- Lagda Location in West Bengal, India Lagda Lagda (India)
- Coordinates: 23°22′11″N 86°19′21″E﻿ / ﻿23.3698°N 86.3225°E
- Country: India
- State: West Bengal
- District: Purulia

Area
- • Total: 4.2857 km^{2} (1.6547 sq mi)

Population (2011)
- • Total: 5,694
- • Density: 1,329/km^{2} (3,441/sq mi)

Languages
- • Official: Bengali, English
- Time zone: UTC+5:30 (IST)
- PIN: 723149
- Telephone/STD code: 03251
- Lok Sabha constituency: Purulia
- Vidhan Sabha constituency: Balarampur
- Website: purulia.gov.in

= Lagda =

Lagda is a census town and a gram panchayat in the Purulia I CD block in the Purulia Sadar subdivision of the Purulia district in the state of West Bengal, India.

==Geography==

===Location===
Lagda is located at .

===Area overview===
Purulia district forms the lowest step of the Chota Nagpur Plateau. The general scenario is undulating land with scattered hills.
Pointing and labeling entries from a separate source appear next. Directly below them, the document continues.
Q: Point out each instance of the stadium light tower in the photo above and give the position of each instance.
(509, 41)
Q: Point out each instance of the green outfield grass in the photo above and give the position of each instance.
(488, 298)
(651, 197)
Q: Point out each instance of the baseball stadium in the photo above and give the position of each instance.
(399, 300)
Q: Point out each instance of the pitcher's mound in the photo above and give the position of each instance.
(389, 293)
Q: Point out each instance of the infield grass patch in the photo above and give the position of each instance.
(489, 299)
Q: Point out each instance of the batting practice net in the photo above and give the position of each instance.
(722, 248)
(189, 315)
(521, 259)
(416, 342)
Purulia Sadar subdivision covers the central portion of the district. 83.80% of the population of the subdivision lives in rural areas. The map alongside shows some urbanization around Purulia city. 18.58% of the population, the highest among the subdivisions of the district, lives in urban areas. There are 4 census towns in the subdivision. The Kangsabati (locally called Kansai) flows through the subdivision. The subdivision has old temples, some of them belonging to the 11th century or earlier. The focus is on education - the university, the sainik school, the Ramakrishna Mission Vidyapith at Bongabari, the upcoming medical college at Hatuara, et al.

Note: The map alongside presents some of the notable locations in the subdivision. All places marked in the map are linked in the larger full screen map.

==Demographics==
According to the 2011 Census of India, Lagda had a total population of 5,694, of which 2,985 (52%) were males and 2,705 (48%) were females. There were 696 persons in the age range of 0–6 years. The total number of literate persons in Lagda was 3,471 (69.45% of the population over 6 years).

==Infrastructure==
According to the District Census Handbook 2011, Puruliya, Lagda covered an area of 4.2857 km^{2}. There is a railway station at Purulia 12 km away. Among the civic amenities, the protected water supply involved overhead tank and tap water from untreated sources. It had 425 domestic electric connections. Among the medical facilities it had 1 hospital, 2 dispensaries/ health centres, 1 maternity and child welfare centre. Among the educational facilities it had were 4 primary schools, 1 secondary school, 1 senior secondary school, the nearest degree college at Purulia 7 km away.

==Education==
Lagda High School is a Bengali-medium coeducational institution established in 1937. It has facilities for teaching from class V to class XII. It has 12 computers, 5,348 books in the library and a play ground.

Lagda Girls High School is a Bengali-medium girls only institution established in 2000. It has facilities for teaching from class V to class X.

==Healthcare==
There is a primary health centre at Lagda with 6 beds.